My jaw dropped open. His sister?

“You didn’t know that, did you, sir knight? He didn’t tell you that one little point, did he?”

“My lord, I was his squire when he first met Morganna,” I said. “She bewitched him, enticed him beyond any man’s power to resist. And he certainly did not know that she was his sister.”

“So he tells you,” Modred grumbled.

“Be that as it may,” I said, “there is no reason for you to fight the High King. You can settle whatever the differences may be between you—”

“Only death can settle our differences!”

“My lord, surely—”

“He ignored me! He pretended that I didn’t exist! Even when I went to his fine castle at Cadbury and asked him—begged him!—to be invested among his knights of the Round Table, he acted as if he wished I’d disappear, as if he wished that I’d never been born!”

Modred’s anger was like a physical force. All the years of his life Morganna had filled his ears with this hatred, and now it was implacable.

Suddenly he laughed: a harsh, bitter laugh. “You think we can settle the differences between us, messenger? There’s only one point of difference. I want his throne. It’s rightfully mine, after he dies, and I’m going to see to it that he dies! He’ll never give it to me willingly, even though it’s my right by birth. So I’ll take it from him. With these two hands.”

I could see something close to madness in Modred’s blazing dark eyes. An obsession that had been planted in his mind from birth. I had banished Morganna/Aphrodite too late, far too late. Her poison filled Modred. Only death could extinguish it.

“Now go back to your High King and tell him that his son will slay him on the morrow and take his crown for my own. And his wife, in the bargain! Tell him that!”

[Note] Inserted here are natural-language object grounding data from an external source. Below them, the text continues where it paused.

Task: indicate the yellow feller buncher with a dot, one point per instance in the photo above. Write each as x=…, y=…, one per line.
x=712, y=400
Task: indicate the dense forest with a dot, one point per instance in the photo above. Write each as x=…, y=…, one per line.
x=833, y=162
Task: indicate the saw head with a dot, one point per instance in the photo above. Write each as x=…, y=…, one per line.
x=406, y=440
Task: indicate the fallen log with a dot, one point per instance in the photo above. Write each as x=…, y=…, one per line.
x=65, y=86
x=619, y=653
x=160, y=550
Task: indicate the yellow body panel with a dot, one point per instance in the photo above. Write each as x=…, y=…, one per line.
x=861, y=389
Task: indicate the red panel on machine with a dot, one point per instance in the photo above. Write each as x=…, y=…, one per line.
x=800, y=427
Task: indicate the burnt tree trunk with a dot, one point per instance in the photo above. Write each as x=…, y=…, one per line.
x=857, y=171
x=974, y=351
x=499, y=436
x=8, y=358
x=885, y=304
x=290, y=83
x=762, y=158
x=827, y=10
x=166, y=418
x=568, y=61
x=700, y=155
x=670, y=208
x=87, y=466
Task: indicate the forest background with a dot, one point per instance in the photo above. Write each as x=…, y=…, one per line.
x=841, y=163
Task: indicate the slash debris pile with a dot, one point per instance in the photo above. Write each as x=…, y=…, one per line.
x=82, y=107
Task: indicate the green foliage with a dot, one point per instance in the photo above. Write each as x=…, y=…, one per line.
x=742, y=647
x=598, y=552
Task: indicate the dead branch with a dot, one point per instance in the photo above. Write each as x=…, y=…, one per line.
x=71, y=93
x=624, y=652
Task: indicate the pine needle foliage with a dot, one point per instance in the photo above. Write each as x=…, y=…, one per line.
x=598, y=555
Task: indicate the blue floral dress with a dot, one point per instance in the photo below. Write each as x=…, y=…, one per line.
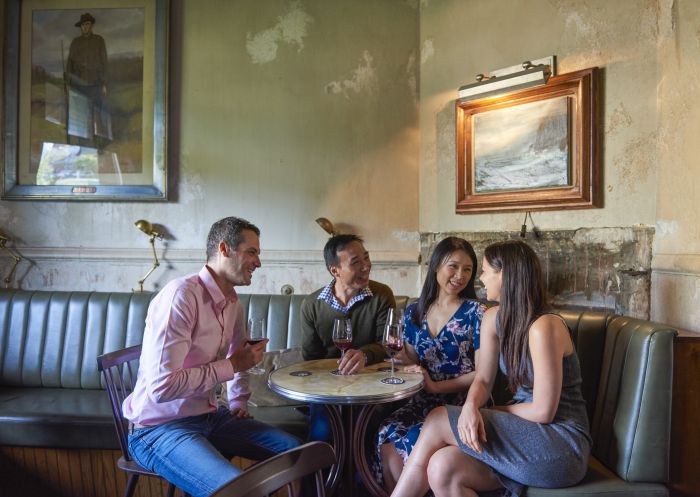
x=447, y=355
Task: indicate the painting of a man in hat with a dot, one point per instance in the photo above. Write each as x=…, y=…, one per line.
x=86, y=77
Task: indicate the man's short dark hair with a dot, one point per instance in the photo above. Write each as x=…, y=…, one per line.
x=336, y=244
x=230, y=230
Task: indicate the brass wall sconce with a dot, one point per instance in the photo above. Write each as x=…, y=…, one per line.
x=4, y=238
x=509, y=79
x=149, y=230
x=327, y=226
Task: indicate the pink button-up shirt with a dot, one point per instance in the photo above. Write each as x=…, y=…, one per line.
x=191, y=329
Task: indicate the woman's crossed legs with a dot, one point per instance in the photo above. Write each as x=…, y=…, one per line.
x=437, y=462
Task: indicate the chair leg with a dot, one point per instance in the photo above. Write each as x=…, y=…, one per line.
x=131, y=484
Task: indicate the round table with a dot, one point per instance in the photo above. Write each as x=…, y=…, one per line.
x=312, y=381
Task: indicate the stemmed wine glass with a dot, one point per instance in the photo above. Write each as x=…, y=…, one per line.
x=393, y=342
x=257, y=332
x=342, y=337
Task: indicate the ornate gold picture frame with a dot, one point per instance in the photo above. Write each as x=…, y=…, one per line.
x=534, y=149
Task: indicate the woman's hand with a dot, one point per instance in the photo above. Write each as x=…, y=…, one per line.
x=470, y=427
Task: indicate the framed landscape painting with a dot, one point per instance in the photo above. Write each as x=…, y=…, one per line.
x=535, y=149
x=85, y=100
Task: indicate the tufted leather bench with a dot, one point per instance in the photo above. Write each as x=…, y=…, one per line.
x=50, y=390
x=51, y=396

For an instant I thought that I could kill him with my bare hands. Snap his neck before he knew what was happening. But something stopped me. Perhaps it was Aten’s will overpowering me, perhaps it was my own disgust at the thought of committing still another murder.

Whatever, I slowly turned and left Modred’s tent, to make my way back to Arthur’s camp and the coming battle.